Big fellows on big bikes can do big things if they have big hearts.
Members of The Presidents, a Phenix City motorcycle club, put that idea into words this time of the year and, for that, 200 hungry families are grateful.
George Bennett and friends roared into Wilson Apartments Tuesday morning. They were loaded down with 200 frozen turkeys that on Thanksgiving Day will be the centerpiece on tables that might have been bare.
"This is what we do," explained Bennett, a Phenix City firefighter for 23 years who is proud of his customized bike and proud of what he and friends do for people in need.
The Presidents are not alone.
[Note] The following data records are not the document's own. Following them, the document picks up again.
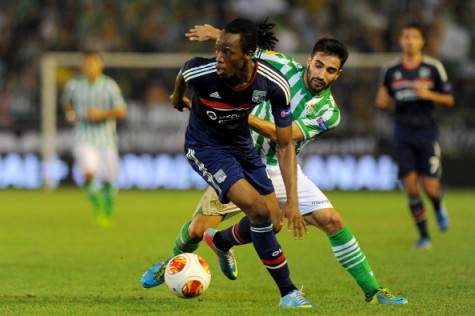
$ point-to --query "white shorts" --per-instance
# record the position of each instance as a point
(309, 195)
(101, 162)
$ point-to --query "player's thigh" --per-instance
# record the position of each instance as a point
(431, 186)
(218, 168)
(276, 215)
(109, 164)
(328, 219)
(210, 205)
(87, 158)
(310, 197)
(405, 156)
(410, 183)
(253, 204)
(200, 223)
(428, 159)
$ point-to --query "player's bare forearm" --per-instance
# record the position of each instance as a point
(287, 162)
(69, 112)
(443, 99)
(177, 98)
(201, 33)
(96, 115)
(267, 128)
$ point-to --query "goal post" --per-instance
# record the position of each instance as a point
(50, 61)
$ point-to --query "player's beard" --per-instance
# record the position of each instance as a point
(316, 90)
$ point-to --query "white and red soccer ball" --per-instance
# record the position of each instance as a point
(187, 275)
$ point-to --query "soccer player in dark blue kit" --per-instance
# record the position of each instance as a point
(417, 83)
(219, 147)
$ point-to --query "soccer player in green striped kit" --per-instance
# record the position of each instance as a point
(314, 112)
(92, 103)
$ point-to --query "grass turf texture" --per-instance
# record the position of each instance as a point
(55, 261)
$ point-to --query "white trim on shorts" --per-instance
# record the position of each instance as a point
(102, 162)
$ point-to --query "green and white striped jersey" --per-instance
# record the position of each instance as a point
(313, 114)
(103, 94)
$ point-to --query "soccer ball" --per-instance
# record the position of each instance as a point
(187, 275)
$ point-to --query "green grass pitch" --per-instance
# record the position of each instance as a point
(55, 261)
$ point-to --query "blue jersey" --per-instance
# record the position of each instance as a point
(220, 112)
(414, 116)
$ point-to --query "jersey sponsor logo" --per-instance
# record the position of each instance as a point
(215, 95)
(213, 116)
(397, 75)
(258, 96)
(223, 118)
(284, 114)
(220, 176)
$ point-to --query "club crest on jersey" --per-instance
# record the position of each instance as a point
(397, 75)
(284, 114)
(424, 72)
(258, 96)
(321, 123)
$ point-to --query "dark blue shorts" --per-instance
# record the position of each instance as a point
(419, 155)
(222, 167)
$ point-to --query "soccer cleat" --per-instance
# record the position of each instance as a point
(155, 275)
(442, 219)
(295, 299)
(423, 244)
(227, 261)
(384, 296)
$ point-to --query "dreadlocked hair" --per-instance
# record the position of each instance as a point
(253, 35)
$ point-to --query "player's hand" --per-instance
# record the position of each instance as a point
(71, 117)
(202, 33)
(180, 104)
(295, 220)
(95, 115)
(423, 92)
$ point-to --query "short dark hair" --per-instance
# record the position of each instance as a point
(331, 46)
(413, 25)
(95, 53)
(253, 35)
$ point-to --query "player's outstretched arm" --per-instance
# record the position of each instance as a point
(383, 99)
(288, 168)
(443, 99)
(177, 98)
(202, 33)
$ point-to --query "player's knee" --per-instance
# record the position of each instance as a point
(277, 225)
(333, 223)
(196, 230)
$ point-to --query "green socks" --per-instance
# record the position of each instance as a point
(109, 193)
(183, 242)
(94, 197)
(351, 257)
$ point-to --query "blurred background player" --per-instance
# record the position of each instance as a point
(417, 83)
(93, 103)
(314, 113)
(219, 147)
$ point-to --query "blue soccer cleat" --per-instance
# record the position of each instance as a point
(295, 299)
(155, 275)
(442, 219)
(227, 261)
(423, 244)
(384, 296)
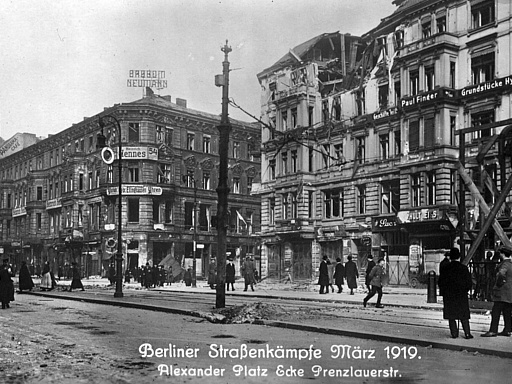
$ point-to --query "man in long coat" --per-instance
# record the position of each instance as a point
(323, 276)
(455, 282)
(6, 284)
(351, 274)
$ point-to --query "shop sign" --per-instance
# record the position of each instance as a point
(419, 215)
(388, 222)
(21, 211)
(135, 189)
(494, 85)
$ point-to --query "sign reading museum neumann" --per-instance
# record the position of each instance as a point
(146, 78)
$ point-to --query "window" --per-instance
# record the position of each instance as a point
(271, 211)
(236, 185)
(207, 144)
(414, 82)
(284, 162)
(426, 28)
(133, 173)
(390, 197)
(333, 204)
(430, 79)
(361, 199)
(133, 132)
(441, 24)
(190, 141)
(414, 135)
(383, 96)
(431, 188)
(482, 68)
(415, 190)
(361, 149)
(482, 13)
(206, 180)
(384, 145)
(482, 118)
(133, 210)
(294, 161)
(272, 169)
(429, 131)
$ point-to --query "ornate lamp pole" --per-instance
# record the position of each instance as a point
(223, 188)
(101, 143)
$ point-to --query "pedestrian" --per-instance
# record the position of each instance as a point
(376, 276)
(248, 269)
(46, 279)
(330, 272)
(455, 283)
(351, 274)
(230, 274)
(169, 276)
(369, 268)
(502, 297)
(212, 273)
(6, 284)
(187, 277)
(323, 276)
(76, 282)
(25, 280)
(339, 274)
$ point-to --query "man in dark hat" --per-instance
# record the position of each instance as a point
(455, 282)
(230, 274)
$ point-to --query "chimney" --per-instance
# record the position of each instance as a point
(181, 102)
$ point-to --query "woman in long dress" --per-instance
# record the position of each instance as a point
(46, 279)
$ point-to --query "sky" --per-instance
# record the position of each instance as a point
(63, 60)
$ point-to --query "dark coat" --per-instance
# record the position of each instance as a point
(369, 268)
(6, 285)
(455, 282)
(351, 273)
(230, 273)
(339, 274)
(25, 280)
(504, 292)
(323, 276)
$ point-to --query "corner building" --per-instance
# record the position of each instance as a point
(58, 199)
(362, 137)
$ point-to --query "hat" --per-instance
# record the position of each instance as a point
(454, 254)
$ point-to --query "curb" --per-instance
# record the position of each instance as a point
(288, 325)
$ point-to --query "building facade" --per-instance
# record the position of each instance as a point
(361, 144)
(58, 198)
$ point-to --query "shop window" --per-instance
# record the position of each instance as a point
(134, 132)
(133, 210)
(482, 67)
(482, 13)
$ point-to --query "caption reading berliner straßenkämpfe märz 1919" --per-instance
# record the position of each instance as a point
(265, 360)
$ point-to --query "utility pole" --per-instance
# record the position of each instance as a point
(223, 188)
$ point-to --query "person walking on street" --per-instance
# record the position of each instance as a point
(230, 275)
(6, 284)
(248, 269)
(376, 276)
(455, 283)
(76, 282)
(502, 297)
(369, 268)
(339, 274)
(25, 280)
(351, 274)
(212, 273)
(46, 279)
(323, 276)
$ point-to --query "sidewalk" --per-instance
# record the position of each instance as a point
(407, 317)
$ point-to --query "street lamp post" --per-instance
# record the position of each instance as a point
(101, 143)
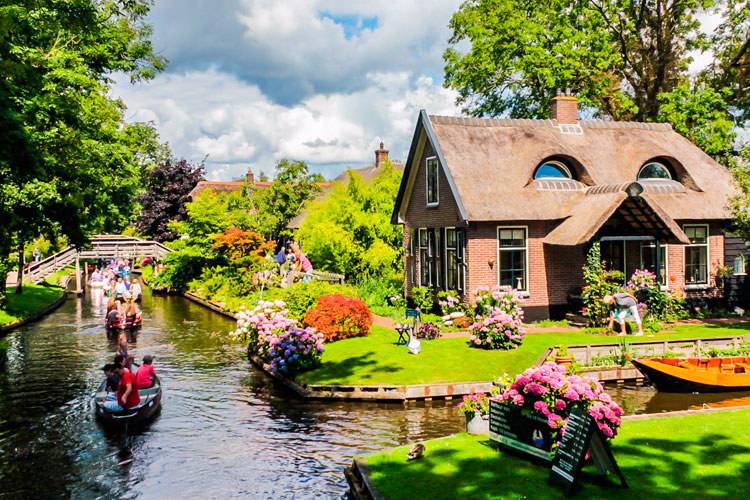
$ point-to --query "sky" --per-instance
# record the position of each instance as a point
(250, 82)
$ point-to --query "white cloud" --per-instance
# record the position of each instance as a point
(216, 114)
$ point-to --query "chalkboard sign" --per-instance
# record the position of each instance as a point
(582, 435)
(526, 434)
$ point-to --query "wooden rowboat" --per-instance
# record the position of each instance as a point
(730, 374)
(150, 401)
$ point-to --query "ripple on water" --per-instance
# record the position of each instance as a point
(224, 431)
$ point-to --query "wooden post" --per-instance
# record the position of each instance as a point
(78, 276)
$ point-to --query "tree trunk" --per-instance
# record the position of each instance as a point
(19, 281)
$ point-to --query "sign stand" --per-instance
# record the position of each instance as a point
(582, 435)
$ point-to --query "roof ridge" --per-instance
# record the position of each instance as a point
(544, 122)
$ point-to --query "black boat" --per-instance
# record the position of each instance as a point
(149, 405)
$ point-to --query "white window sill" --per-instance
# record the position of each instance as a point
(697, 287)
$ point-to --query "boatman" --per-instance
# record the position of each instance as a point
(620, 304)
(127, 392)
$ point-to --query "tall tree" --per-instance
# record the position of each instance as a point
(275, 206)
(67, 163)
(169, 186)
(619, 55)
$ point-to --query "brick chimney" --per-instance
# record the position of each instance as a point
(564, 108)
(380, 155)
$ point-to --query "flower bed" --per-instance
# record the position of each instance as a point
(277, 339)
(339, 317)
(499, 319)
(548, 390)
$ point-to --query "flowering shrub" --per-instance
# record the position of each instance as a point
(339, 317)
(502, 327)
(475, 403)
(449, 302)
(428, 331)
(277, 339)
(548, 390)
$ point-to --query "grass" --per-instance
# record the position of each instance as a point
(698, 456)
(376, 359)
(33, 299)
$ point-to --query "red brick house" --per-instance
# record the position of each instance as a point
(518, 202)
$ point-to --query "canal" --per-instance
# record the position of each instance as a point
(225, 430)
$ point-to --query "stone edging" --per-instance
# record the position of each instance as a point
(36, 316)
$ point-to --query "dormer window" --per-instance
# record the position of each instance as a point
(654, 170)
(433, 196)
(553, 170)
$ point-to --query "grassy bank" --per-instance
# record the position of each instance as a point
(376, 359)
(33, 299)
(697, 456)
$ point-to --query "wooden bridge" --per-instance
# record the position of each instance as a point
(104, 246)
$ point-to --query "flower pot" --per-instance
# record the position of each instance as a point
(564, 360)
(477, 424)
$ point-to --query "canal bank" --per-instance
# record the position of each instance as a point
(225, 429)
(695, 456)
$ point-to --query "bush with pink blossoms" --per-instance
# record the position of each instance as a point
(278, 340)
(548, 390)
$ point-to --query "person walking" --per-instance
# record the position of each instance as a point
(621, 304)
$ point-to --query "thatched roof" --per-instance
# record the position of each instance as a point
(490, 164)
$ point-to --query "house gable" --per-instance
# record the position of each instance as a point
(411, 202)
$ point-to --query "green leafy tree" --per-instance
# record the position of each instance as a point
(68, 164)
(274, 207)
(350, 232)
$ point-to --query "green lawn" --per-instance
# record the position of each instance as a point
(376, 359)
(699, 456)
(33, 299)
While the bikers were in the housing project, local businessmen Phillip Sasser and Gerald Riley were giving out sacks of food in a strip mall on University Avenue, joined by Congressman Sanford Bishop.
Standing in line in the parking lot were men and women in uniform, a sad reminder that even our soldiers sometimes need help.
It's that time of year around town and it's a good time. Hearts are open and so are pocketbooks. Organizations that
give all the time are helping out and so are folks who wait for the holidays to show their generosity.
I saw the bikers in Publix a few nights ago. I heard them before I met them for they were having way too much fun in the checkout line. Their buggies were stacked high with frozen fowl.
Antonio Carter, who normally works with hamburgers, is among the club's newest members. He introduced me to Bennett.
"This is the fifth year we've done this, and Tuesday morning we'll give away 200 turkeys," Bennett explained. "We go a different location every year, somewhere in Columbus or Phenix City.
Chubby Jackson, best remembered as a basketball star at Columbus State University, is one of their members. He owns a sports bar with a big freezer where the turkeys were stored until it was T-time.
At Christmas, the club will bring cheer to children's home, but on this holiday the 42 members are thankful they can put food on a few people's tables with the help of syndicated radio host Steve Harvey.
"Bikers have such a bad name and this is something we can do to overcome that reputation. We represent a wide spectrum of people. We have a lot of veterans and we even have a pastor," said Bennett, one of the club founders.
More than 75 people were waiting when the door opened Tuesday. Soon there were empty boxes where 20 minutes before there were turkeys. People walked away with a bag of bird and the bikers roared away with big smiles.
"God has been good to us," Bennett said. "We have to be good to the community."